Sept 20 TC39 Meeting Notes
Brendan Eich
brendan at mozilla.org
Fri Sep 28 00:22:42 PDT 2012
Rick Waldron wrote:
> Notably: Significant dissent on throwing exceptions for [iteration
> protocol termination] control flow.
Counter-argument based on Python design and experience is that by far
the most uses of iterators never have to try/catch and simply use for-of
(for-in in Python) constructs: loops, comprehensions, generator
expressions. The StopIteration exception cannot escape such constructs
and won't be an issue in real debuggers (which must always provide
exception filters, including sane defaults).

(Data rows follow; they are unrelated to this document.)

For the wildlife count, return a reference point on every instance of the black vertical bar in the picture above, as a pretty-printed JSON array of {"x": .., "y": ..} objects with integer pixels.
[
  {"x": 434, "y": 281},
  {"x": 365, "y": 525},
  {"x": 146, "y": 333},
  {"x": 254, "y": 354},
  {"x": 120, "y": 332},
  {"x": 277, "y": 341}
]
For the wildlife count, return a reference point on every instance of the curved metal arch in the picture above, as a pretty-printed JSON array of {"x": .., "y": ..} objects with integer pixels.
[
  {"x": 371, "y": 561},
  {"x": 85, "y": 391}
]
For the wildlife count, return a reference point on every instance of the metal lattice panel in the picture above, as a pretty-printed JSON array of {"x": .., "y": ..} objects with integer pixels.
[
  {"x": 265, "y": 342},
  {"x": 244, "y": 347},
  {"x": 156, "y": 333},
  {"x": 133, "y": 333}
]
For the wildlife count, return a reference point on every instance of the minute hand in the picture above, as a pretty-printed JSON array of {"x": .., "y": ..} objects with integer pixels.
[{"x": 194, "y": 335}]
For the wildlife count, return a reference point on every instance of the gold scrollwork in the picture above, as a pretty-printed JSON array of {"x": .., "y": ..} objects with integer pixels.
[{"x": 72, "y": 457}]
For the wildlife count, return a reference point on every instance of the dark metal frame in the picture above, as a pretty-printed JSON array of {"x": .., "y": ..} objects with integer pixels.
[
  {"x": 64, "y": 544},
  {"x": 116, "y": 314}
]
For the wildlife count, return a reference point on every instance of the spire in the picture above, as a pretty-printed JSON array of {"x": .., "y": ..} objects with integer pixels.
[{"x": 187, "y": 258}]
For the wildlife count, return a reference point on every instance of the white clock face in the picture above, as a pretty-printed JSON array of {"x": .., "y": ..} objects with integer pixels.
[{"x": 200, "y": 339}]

BE cites years of experience with thousands of users via Python 2.5+ and
JS1.7+.
BE hierarchy of user population sizes related by >> ("much greater than"):
| group 1: users of iterators via for-of, no try-catch needed, no
problems |
>> | group 2: implementors of iterators who do not need to try-catch,
just throw StopIteration |
>> | group 3: implementors of task.js-like raw try/catch-StopIteration
coroutine libraries |
Some debate about ordering of group 2 vs. 3 sizes, LH cited C# different
experience but BE pointed to different design evolution and final design
state.
> YK: (Question about use of in-band return?)
Disallows iterating over the in-band value. We've discussed this in the
past, want true OOB StopIteration to avoid this ad-hoc and uncheckable
restriction.
> Discussion about protocol specifications, where precedent exists.
Rehashed Java (hasMore/getNext) and C# (Current/MoveNext) protocols
involving two methods, which costs more for implementors (groups 2 and
3, however ordered) and adds incoherence hazard (two methods get out of
sync; C# tries to mitigate common mistake with Java's, but still has
dual out-of-sync hazard to Java's).
MM agreed with BE that Python's is simplest given other constraints we
can't change, or "least bad".
Consensus holds in my view and if it didn't we couldn't hold it on a
great many things. I write these notes with some trepidation since
iteration protocols and exceptions for restricted control effects are
always going to excite debate. But full disclosure is best. These are my
missing notes for the meeting notes, which I thought got too sparse here.